Beans for 27!

After reading my post about my cooking disaster with g-nuts, many of you offered encouragement and said it would take time for me to learn how to cook beans and other Ugandan foods.  So I thought you would be pleased to know that I successfully cooked beans and rice for dinner on Friday night for 27 people!  I cooked two big pots of beans and one big pot of rice.  According to my guests, the beans were really good.  Our guests included ten Pepperdine law students (working for two months for the Ugandan judiciary), one Pepperdine law student (working with a foundation for street kids), two American adoption lawyers (visiting Kampala this week), and the Alan & Holly Brown family of Texas (Alan, who is a Pepperdine law grad, and his family are adopting a little boy), and one future Pepperdine law student (former in-country director for Restore Leadership Academy).  The highest compliment I received was from Moses, the little boy the Browns are adopting.  He actually didn’t say a word about the beans, he just kept eating until he had finished two bowls full.  If I can make beans that a true Ugandan likes, I must have done it right.

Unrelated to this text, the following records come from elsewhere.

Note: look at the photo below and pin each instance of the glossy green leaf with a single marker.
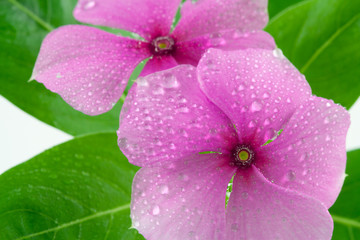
(322, 39)
(276, 6)
(23, 25)
(346, 210)
(78, 190)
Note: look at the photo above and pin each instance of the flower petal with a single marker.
(309, 156)
(258, 209)
(208, 16)
(146, 17)
(158, 63)
(166, 117)
(190, 51)
(258, 89)
(185, 201)
(87, 67)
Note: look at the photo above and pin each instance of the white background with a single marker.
(22, 136)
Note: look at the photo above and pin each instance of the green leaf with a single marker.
(346, 210)
(78, 190)
(322, 39)
(276, 6)
(23, 25)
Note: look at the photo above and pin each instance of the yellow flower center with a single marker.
(244, 155)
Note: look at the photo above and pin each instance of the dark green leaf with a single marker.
(322, 39)
(23, 25)
(77, 190)
(346, 210)
(276, 6)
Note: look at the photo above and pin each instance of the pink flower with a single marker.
(90, 68)
(281, 190)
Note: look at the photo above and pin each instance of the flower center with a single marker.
(162, 45)
(243, 156)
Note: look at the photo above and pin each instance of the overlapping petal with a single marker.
(309, 156)
(184, 201)
(158, 63)
(209, 16)
(258, 209)
(88, 67)
(258, 89)
(190, 51)
(146, 17)
(167, 117)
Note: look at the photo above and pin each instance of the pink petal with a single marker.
(186, 201)
(166, 117)
(258, 89)
(148, 18)
(309, 156)
(258, 209)
(158, 63)
(208, 16)
(87, 67)
(190, 51)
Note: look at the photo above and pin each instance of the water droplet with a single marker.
(251, 124)
(244, 195)
(89, 5)
(234, 227)
(256, 106)
(327, 138)
(158, 91)
(326, 120)
(291, 175)
(241, 87)
(142, 82)
(164, 189)
(266, 122)
(169, 81)
(266, 95)
(156, 210)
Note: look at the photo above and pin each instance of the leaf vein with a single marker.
(32, 15)
(78, 221)
(327, 43)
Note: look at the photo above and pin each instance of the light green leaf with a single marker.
(23, 25)
(322, 39)
(276, 6)
(346, 210)
(77, 190)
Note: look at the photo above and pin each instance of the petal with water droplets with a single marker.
(190, 51)
(258, 209)
(209, 16)
(146, 17)
(309, 156)
(182, 201)
(166, 116)
(252, 87)
(158, 63)
(87, 67)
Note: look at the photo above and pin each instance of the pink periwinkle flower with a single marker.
(90, 68)
(227, 109)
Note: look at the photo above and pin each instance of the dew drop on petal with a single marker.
(291, 175)
(234, 227)
(256, 106)
(156, 210)
(244, 195)
(164, 189)
(251, 124)
(326, 120)
(89, 5)
(169, 81)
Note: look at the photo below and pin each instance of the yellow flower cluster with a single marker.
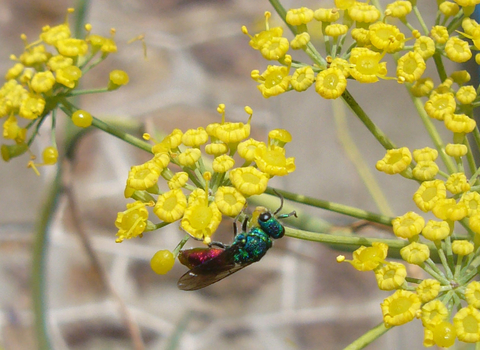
(41, 80)
(357, 37)
(204, 189)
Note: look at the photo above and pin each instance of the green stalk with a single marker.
(335, 207)
(365, 119)
(39, 260)
(369, 337)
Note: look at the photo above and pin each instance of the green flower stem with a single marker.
(433, 270)
(357, 159)
(335, 207)
(376, 132)
(437, 58)
(369, 337)
(433, 133)
(39, 261)
(87, 92)
(109, 129)
(443, 259)
(420, 20)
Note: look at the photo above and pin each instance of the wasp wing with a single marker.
(210, 271)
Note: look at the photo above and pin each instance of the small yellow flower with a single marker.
(364, 13)
(408, 225)
(195, 137)
(466, 94)
(391, 276)
(300, 41)
(272, 161)
(51, 35)
(386, 37)
(472, 201)
(439, 34)
(457, 183)
(361, 36)
(144, 176)
(436, 230)
(336, 29)
(428, 290)
(233, 133)
(474, 222)
(171, 205)
(223, 163)
(366, 66)
(229, 201)
(330, 83)
(449, 9)
(15, 71)
(302, 78)
(399, 9)
(422, 87)
(462, 248)
(461, 77)
(34, 56)
(216, 149)
(189, 157)
(415, 253)
(467, 324)
(178, 180)
(275, 48)
(456, 150)
(274, 81)
(131, 222)
(424, 46)
(326, 15)
(72, 47)
(32, 107)
(458, 50)
(425, 170)
(410, 67)
(249, 180)
(440, 105)
(429, 193)
(369, 258)
(466, 3)
(449, 209)
(434, 312)
(341, 64)
(296, 17)
(459, 123)
(246, 149)
(58, 62)
(395, 161)
(425, 154)
(68, 76)
(201, 220)
(400, 308)
(42, 82)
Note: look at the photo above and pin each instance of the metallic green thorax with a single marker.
(253, 245)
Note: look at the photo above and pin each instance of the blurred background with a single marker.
(298, 297)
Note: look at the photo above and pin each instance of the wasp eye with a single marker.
(264, 217)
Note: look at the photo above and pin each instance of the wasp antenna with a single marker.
(281, 202)
(244, 225)
(284, 216)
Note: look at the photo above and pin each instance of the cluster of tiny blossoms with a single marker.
(445, 296)
(42, 79)
(203, 184)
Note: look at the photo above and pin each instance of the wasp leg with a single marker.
(284, 216)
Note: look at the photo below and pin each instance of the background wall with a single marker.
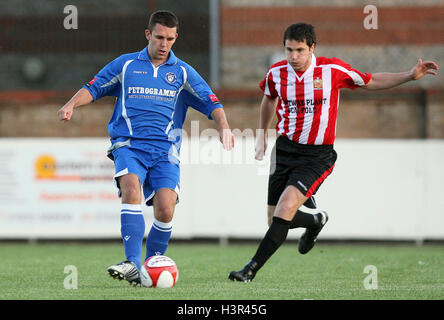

Thanks to the law students bringing me chocolate chips from America, we made chocolate chip cookies for dessert.  The cookies were the best I have had in Uganda!  As the cookies baked, the games began – card games, board games, and group games like mafia and signs (not sure how to play it but the students and the kids had a great time).  We also had some delicious fresh pineapple – you can’t get better even in Hawaii.  We followed the cookies and pineapple with our other “dessert” Doxycycline (anit-malarial drug we take daily).  Some of the students are also taking doxy, so we passed around our Costco-sized bottle of pills and shared.

During the evening, one student told me that it was nice just to be in an “American feeling” home.  It did feel like America – dinner, baking cookies, and playing games.  For a few hours, we felt like we were home.  It sort of makes me miss home more, but also makes me look forward to future game nights in Malibu with the law students and others in our Pepperdine family.  It gave me a reminder of why I am so blessed to be in the Pepperdine community.  When we are back at home, I will appreciate these special people even more.